Anscombe was a devout Catholic who was a consistent advocate of the culture of life and defender of Catholic teaching, whether the teaching was “left” or “right.” She was a vigorous opponent of the use of nuclear weapons and led a protest of Oxford’s awarding a degree to President Harry Truman on the grounds that a mass-murderer should not be so honored. She was also a fierce opponent of abortion; on one occasion late in her life, she had to be dragged bodily by police away from a sit-in at an abortion clinic.

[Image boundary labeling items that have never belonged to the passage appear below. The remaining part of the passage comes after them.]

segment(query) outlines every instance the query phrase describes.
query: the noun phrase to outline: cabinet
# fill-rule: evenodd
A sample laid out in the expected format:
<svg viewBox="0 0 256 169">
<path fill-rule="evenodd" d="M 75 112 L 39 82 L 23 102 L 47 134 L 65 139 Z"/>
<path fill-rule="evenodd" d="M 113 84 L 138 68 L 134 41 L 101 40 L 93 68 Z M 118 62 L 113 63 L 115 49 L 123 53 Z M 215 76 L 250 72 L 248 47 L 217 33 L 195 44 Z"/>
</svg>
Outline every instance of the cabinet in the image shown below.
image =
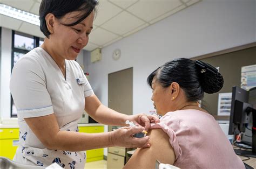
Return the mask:
<svg viewBox="0 0 256 169">
<path fill-rule="evenodd" d="M 79 126 L 78 128 L 79 132 L 81 132 L 98 133 L 104 131 L 103 126 Z M 87 150 L 86 151 L 86 162 L 102 160 L 104 157 L 104 149 Z"/>
<path fill-rule="evenodd" d="M 122 169 L 127 161 L 126 153 L 133 148 L 111 147 L 108 148 L 107 168 Z"/>
<path fill-rule="evenodd" d="M 18 128 L 0 129 L 0 156 L 12 159 L 19 142 Z"/>
<path fill-rule="evenodd" d="M 79 126 L 79 132 L 97 133 L 104 131 L 104 126 Z M 12 159 L 19 143 L 19 128 L 0 128 L 0 156 Z M 86 151 L 87 162 L 103 159 L 103 149 Z"/>
</svg>

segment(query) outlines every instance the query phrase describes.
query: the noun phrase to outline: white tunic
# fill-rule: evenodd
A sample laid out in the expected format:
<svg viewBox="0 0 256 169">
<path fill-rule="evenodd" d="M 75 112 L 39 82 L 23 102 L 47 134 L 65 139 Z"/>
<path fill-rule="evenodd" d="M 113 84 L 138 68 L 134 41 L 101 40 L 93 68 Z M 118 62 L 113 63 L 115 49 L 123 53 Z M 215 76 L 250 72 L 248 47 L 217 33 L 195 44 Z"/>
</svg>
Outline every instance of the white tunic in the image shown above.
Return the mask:
<svg viewBox="0 0 256 169">
<path fill-rule="evenodd" d="M 23 56 L 12 69 L 10 88 L 19 126 L 15 161 L 44 167 L 56 162 L 65 168 L 84 168 L 84 151 L 46 148 L 24 120 L 54 113 L 60 130 L 78 131 L 85 97 L 93 91 L 76 61 L 66 60 L 65 67 L 66 79 L 51 56 L 39 47 Z"/>
</svg>

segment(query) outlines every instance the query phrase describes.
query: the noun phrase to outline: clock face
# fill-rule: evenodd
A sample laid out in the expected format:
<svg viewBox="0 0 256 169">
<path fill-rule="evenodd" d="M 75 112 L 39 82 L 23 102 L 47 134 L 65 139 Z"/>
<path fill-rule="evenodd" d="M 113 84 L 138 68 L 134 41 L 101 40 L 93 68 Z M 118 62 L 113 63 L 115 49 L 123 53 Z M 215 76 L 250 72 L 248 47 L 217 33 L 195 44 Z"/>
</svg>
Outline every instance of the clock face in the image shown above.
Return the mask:
<svg viewBox="0 0 256 169">
<path fill-rule="evenodd" d="M 112 55 L 113 59 L 114 60 L 118 60 L 121 57 L 121 50 L 119 49 L 116 49 L 113 52 Z"/>
</svg>

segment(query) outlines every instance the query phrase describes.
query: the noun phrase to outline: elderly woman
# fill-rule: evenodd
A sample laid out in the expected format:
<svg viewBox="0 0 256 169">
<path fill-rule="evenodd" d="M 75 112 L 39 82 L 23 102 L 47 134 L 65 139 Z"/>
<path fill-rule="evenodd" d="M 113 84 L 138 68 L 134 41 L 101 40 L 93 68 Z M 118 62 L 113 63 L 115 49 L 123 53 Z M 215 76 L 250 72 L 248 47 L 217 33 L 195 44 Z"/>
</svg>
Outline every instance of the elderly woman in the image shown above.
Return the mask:
<svg viewBox="0 0 256 169">
<path fill-rule="evenodd" d="M 244 168 L 213 117 L 198 107 L 204 93 L 221 89 L 211 65 L 188 59 L 167 62 L 147 78 L 160 122 L 152 124 L 151 147 L 137 149 L 125 168 L 155 168 L 156 160 L 181 168 Z"/>
<path fill-rule="evenodd" d="M 87 45 L 96 0 L 43 0 L 39 9 L 43 45 L 15 65 L 10 90 L 17 109 L 19 146 L 14 160 L 47 166 L 83 168 L 84 150 L 111 146 L 147 147 L 149 137 L 134 138 L 142 126 L 102 133 L 78 132 L 84 110 L 95 120 L 126 125 L 129 119 L 150 127 L 157 117 L 127 116 L 104 106 L 74 60 Z"/>
</svg>

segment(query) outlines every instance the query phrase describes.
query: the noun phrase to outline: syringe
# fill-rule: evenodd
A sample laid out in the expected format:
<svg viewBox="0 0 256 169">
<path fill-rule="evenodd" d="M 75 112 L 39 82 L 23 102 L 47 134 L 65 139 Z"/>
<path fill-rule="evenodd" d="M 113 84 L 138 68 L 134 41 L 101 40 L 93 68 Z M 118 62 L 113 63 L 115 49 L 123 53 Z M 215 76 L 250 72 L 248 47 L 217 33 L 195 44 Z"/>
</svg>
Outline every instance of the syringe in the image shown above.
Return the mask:
<svg viewBox="0 0 256 169">
<path fill-rule="evenodd" d="M 136 126 L 133 122 L 130 122 L 128 119 L 125 121 L 125 124 L 129 124 L 130 127 Z M 146 136 L 146 134 L 147 134 L 147 132 L 146 130 L 143 130 L 141 132 L 136 133 L 133 135 L 133 137 L 137 138 L 142 138 Z"/>
</svg>

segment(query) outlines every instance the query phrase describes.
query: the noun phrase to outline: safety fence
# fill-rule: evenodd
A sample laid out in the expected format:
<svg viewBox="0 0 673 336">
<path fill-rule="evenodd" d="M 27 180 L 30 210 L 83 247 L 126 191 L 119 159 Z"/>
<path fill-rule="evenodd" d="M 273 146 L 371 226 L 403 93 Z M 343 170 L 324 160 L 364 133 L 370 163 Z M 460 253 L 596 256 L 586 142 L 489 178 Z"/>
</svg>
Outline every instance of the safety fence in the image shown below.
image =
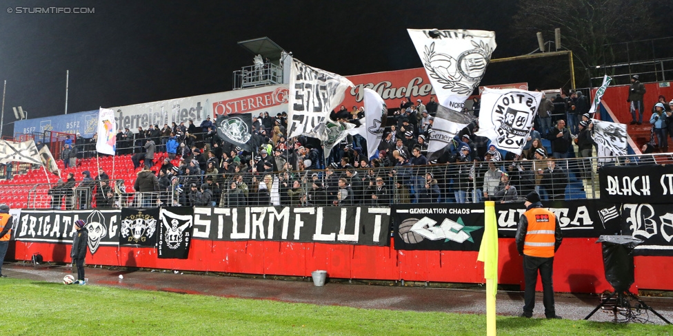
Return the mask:
<svg viewBox="0 0 673 336">
<path fill-rule="evenodd" d="M 91 207 L 265 205 L 388 206 L 390 204 L 498 203 L 523 202 L 531 191 L 543 200 L 600 197 L 597 172 L 605 165 L 666 163 L 670 154 L 621 158 L 584 158 L 519 161 L 472 162 L 385 168 L 280 172 L 241 171 L 232 166 L 223 173 L 151 176 L 132 180 L 66 182 L 12 185 L 0 194 L 16 199 L 17 207 L 62 209 Z M 245 170 L 245 169 L 244 169 Z M 138 182 L 152 191 L 136 190 Z M 145 189 L 147 189 L 145 187 Z M 26 204 L 21 196 L 27 195 Z"/>
</svg>

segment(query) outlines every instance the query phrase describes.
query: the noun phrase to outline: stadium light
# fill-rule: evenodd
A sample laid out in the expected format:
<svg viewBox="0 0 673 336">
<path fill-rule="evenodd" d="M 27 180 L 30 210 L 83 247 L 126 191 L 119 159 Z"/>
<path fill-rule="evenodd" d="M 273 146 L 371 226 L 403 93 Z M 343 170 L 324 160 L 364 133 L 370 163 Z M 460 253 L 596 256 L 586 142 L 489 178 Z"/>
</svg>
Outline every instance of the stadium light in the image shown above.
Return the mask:
<svg viewBox="0 0 673 336">
<path fill-rule="evenodd" d="M 554 44 L 556 48 L 556 51 L 561 48 L 561 28 L 554 30 Z"/>
<path fill-rule="evenodd" d="M 545 52 L 545 41 L 542 39 L 542 32 L 537 32 L 537 44 L 540 47 L 540 51 Z"/>
</svg>

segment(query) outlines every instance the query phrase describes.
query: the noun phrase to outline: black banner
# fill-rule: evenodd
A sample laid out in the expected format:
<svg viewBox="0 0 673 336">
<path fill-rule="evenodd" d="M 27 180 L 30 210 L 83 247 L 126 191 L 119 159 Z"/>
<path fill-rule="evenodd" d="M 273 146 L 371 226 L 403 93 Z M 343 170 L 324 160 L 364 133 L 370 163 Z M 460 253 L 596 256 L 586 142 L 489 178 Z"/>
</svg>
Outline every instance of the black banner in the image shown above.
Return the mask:
<svg viewBox="0 0 673 336">
<path fill-rule="evenodd" d="M 390 208 L 196 207 L 194 217 L 195 239 L 390 244 Z"/>
<path fill-rule="evenodd" d="M 215 127 L 221 139 L 245 151 L 252 151 L 252 142 L 250 141 L 252 136 L 252 114 L 219 114 L 215 120 Z"/>
<path fill-rule="evenodd" d="M 625 204 L 622 234 L 645 242 L 634 255 L 673 255 L 673 208 L 671 204 Z"/>
<path fill-rule="evenodd" d="M 601 200 L 612 203 L 673 203 L 673 165 L 603 167 Z"/>
<path fill-rule="evenodd" d="M 154 247 L 159 208 L 122 208 L 119 218 L 119 245 Z"/>
<path fill-rule="evenodd" d="M 162 208 L 161 218 L 159 223 L 159 258 L 187 259 L 194 227 L 194 208 Z"/>
<path fill-rule="evenodd" d="M 83 220 L 94 254 L 101 245 L 119 246 L 119 210 L 23 210 L 14 234 L 22 242 L 72 244 L 73 225 Z"/>
<path fill-rule="evenodd" d="M 598 238 L 601 235 L 616 234 L 621 230 L 619 204 L 597 200 L 542 203 L 559 218 L 564 238 Z M 514 238 L 519 218 L 525 211 L 523 203 L 496 204 L 498 236 Z"/>
<path fill-rule="evenodd" d="M 393 204 L 396 250 L 479 251 L 483 204 Z"/>
</svg>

Always controversial but always brilliant, Anscombe led a prodigiously productive philosophical career and, as the wife of fellow philosopher Peter Geach, was the mother of seven.
So we have to fear God and keep his commandments, and calculate what is for the best only within the limits of that obedience, knowing that the future is in God's power, and that no one can snatch away those whom the Father has given to Christ.... Those, therefore, who think they must be prepared to wage a war with Russia involving the deliberate massacre of cities, must be prepared to say to God: “We had to break your law, lest your Church fail. We could not obey your commandments, for we did not believe your promises.” (“War and Murder”)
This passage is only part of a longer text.